BANDUNG - Sekitar 35 orang meninggal akibat bencana alam yang terjadi di sejumlah daerah Jawa Barat (Jabar) pada 2013. Bencana alam tersebut disebabkan oleh pengrusakan dan penghancuran alam yang dilegalisasi aturan dan dilegitimasi para kepala daerah dan parlemen.
Demikian kata Direktur Eksekutif Wahana Lingkungan Hidup Indonesia (Walhi) Jabar Dadan Ramdan melalui pers rilisnya memperingati Hari Bumi, Minggu (21/4/13). Menurutnya, 35 korban jiwa akibat bencana alam tersebut berdasarkan catatan Walhi Jabar pada longsor dan banjir di Kabupaten Bandung Barat, Sukabumi, Bogor, Tasikmalaya dan Garut.
"Sangat memprihatinkan, ketika setiap 22 April diperingati sebagai hari bumi, namun pengrusakan bumi, air, udara dan hutan terus berlangsung secara sistemastis, masif dan cepat setiap detik. Bumi sebagai tempat mahluk hidup tumbuh dan berkembang tidak lagi menjadi tempat yang selayaknya mahluk hidup tumbuh," katanya.
Begitu pun yang terjadi di Jawa Barat, Dadan menuturkan, realitas pengrusakan bumi dan alam Jabar terus berlangsung.
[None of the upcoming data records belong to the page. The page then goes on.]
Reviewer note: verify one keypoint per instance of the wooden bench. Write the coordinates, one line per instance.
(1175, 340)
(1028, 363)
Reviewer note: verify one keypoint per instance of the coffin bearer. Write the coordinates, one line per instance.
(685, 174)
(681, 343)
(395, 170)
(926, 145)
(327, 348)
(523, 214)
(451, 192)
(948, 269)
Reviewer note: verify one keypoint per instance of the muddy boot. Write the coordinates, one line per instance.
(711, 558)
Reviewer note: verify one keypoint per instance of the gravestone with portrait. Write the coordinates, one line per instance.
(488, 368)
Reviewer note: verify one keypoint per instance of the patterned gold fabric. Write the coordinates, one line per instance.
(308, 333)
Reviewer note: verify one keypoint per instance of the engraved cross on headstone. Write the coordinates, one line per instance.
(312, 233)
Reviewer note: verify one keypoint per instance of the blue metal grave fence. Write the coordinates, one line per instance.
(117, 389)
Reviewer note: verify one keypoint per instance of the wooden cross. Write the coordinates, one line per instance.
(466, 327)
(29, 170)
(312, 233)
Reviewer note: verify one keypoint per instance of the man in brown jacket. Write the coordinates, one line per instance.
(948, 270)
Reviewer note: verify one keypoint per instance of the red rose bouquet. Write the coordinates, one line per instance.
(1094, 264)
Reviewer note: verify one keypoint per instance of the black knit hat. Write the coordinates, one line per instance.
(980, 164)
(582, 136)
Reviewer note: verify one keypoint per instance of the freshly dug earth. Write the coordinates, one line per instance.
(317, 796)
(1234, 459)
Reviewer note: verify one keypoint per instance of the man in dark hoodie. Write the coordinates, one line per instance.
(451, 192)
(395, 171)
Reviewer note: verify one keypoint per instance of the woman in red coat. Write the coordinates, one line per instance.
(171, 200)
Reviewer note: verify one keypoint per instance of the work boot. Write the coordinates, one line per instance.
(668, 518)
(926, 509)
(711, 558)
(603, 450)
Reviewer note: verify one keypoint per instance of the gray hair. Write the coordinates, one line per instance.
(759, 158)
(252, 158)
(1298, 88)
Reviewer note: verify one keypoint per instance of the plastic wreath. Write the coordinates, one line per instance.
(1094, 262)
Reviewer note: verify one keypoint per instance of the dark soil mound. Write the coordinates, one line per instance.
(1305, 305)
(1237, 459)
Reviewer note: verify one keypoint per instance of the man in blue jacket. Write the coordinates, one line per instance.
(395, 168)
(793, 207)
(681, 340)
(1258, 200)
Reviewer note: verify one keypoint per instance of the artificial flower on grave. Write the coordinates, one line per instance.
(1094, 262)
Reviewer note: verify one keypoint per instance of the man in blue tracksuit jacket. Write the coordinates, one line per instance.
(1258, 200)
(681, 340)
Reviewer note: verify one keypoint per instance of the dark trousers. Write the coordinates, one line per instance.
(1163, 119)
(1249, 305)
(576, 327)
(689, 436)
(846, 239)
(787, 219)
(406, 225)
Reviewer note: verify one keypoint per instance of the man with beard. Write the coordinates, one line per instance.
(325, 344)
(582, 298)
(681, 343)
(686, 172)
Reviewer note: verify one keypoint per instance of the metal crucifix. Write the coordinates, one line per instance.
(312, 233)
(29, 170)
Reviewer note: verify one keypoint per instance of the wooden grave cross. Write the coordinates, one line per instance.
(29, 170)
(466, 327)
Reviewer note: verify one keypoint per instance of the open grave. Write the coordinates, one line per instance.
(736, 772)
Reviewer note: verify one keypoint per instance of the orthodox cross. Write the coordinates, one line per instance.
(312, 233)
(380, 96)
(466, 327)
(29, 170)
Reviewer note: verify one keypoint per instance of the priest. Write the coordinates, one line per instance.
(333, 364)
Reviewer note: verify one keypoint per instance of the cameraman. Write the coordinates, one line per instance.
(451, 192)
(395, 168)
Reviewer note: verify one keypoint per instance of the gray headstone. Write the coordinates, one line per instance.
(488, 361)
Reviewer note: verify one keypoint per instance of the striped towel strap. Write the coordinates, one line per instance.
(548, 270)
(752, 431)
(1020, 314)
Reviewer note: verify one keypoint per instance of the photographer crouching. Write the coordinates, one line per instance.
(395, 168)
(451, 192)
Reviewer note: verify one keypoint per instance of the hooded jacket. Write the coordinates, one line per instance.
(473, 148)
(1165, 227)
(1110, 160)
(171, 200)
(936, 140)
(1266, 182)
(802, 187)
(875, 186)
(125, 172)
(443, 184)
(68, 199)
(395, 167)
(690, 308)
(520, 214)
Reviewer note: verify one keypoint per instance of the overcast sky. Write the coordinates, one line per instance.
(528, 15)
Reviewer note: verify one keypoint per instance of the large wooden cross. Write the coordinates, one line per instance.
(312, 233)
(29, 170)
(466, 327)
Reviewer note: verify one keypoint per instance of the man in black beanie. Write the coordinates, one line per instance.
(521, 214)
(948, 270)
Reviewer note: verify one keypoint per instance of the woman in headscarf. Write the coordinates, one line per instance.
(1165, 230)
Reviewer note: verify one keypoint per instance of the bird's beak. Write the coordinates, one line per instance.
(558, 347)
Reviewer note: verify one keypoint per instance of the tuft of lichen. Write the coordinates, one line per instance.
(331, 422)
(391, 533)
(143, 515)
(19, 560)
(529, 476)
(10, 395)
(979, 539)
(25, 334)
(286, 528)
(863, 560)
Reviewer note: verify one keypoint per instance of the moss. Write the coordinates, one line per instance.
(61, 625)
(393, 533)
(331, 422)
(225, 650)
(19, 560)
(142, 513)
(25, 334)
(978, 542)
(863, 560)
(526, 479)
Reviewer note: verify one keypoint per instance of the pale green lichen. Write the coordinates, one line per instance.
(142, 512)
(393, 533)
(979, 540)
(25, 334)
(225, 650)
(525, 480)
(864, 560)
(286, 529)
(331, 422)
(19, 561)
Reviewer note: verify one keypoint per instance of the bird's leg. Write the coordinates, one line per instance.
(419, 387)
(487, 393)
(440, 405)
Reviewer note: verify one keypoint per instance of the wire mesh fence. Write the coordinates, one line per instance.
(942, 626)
Walhi Jabar memandang bahwa aktor utama perusak lingkungan hidup adalah pengusaha dan pemerintahan.
Kenyataan pengrusakan yang nyata dan semakin kronis terjadi di Bumi Jabar diantaranya berupa pembuangan limbah pabrik terus menerus secara sembarangan ke sumber-sumber air, mata air, sungai, embung yang semestinya dijadikan sumber kehidupan," katanya.
Selain itu, Dadan menambahkan penambangan mineral dilakukan terus menerus tanpa henti di kawasan pesisir, pantai, hutan dan kawasan geologi karst yang menimbulkan pencemaran. "Alih fungsi lahan di kawasan resapan dan lindung menjadi lahan industri serta sarana wisata dan pemukiman mewah skala besar dan pengrusakan dan penghancuran bumi lainnya di Jabar juga terus berlkangsung," ucapnya.
Dikatakan Dadan, selama kurun waktu lima tahun, dari 2007- 2011, total produksi tambang mineral perak, emas, galena, pasir besi, karst dan pasir sudah mencapai 8,5 juta ton dengan kerugian lingkungan hidup mencapai Rp 1,58 Trilyun. "Artinya biaya pemulihan lingkungan hidup mencapai Rp 231, 56 milyar setiap tahun. Pertambangan panas bumi juga berdampak pada rusaknya ekosistem hutan,"ujarnya.